The skill training relates to sectors like textiles, beauty and wellness, plastic processing, plumbing, handicrafts, hospitality and apparels.

The human resource development ministry offers full interest subsidies on education loans taken by students from any caste whose parental income is below Rs 4.5 lakh a year — a scheme started by the UPA government.

“Nearly Rs 2,000 crore is spent every year on the scheme,” a ministry official said.

All the rural development ministry’s schemes are caste-neutral, an official said. For example, the Mahatma Gandhi National Rural Employment Guarantee Act provides for paid unskilled work for up to 100 days a year to every rural family irrespective of caste.

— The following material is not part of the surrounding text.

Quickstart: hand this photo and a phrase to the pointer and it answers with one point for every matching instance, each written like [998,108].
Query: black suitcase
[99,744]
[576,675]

The ministry also runs the National Social Assistance Programme for people living below the poverty line, providing pensions to the elderly, widows and the physically challenged. Its Annapurna and Antyodaya schemes provide cheap food grains to the poor.

The National Food Security Act mandates subsidised food for the poorest two-thirds of the country’s population.

One may argue, however, that not all the eligible people receive the benefits of these schemes, Krishnan conceded.

“The schemes can be widened to cover all the targeted beneficiaries among the upper castes. But there cannot be reservation for the upper castes,” he stressed.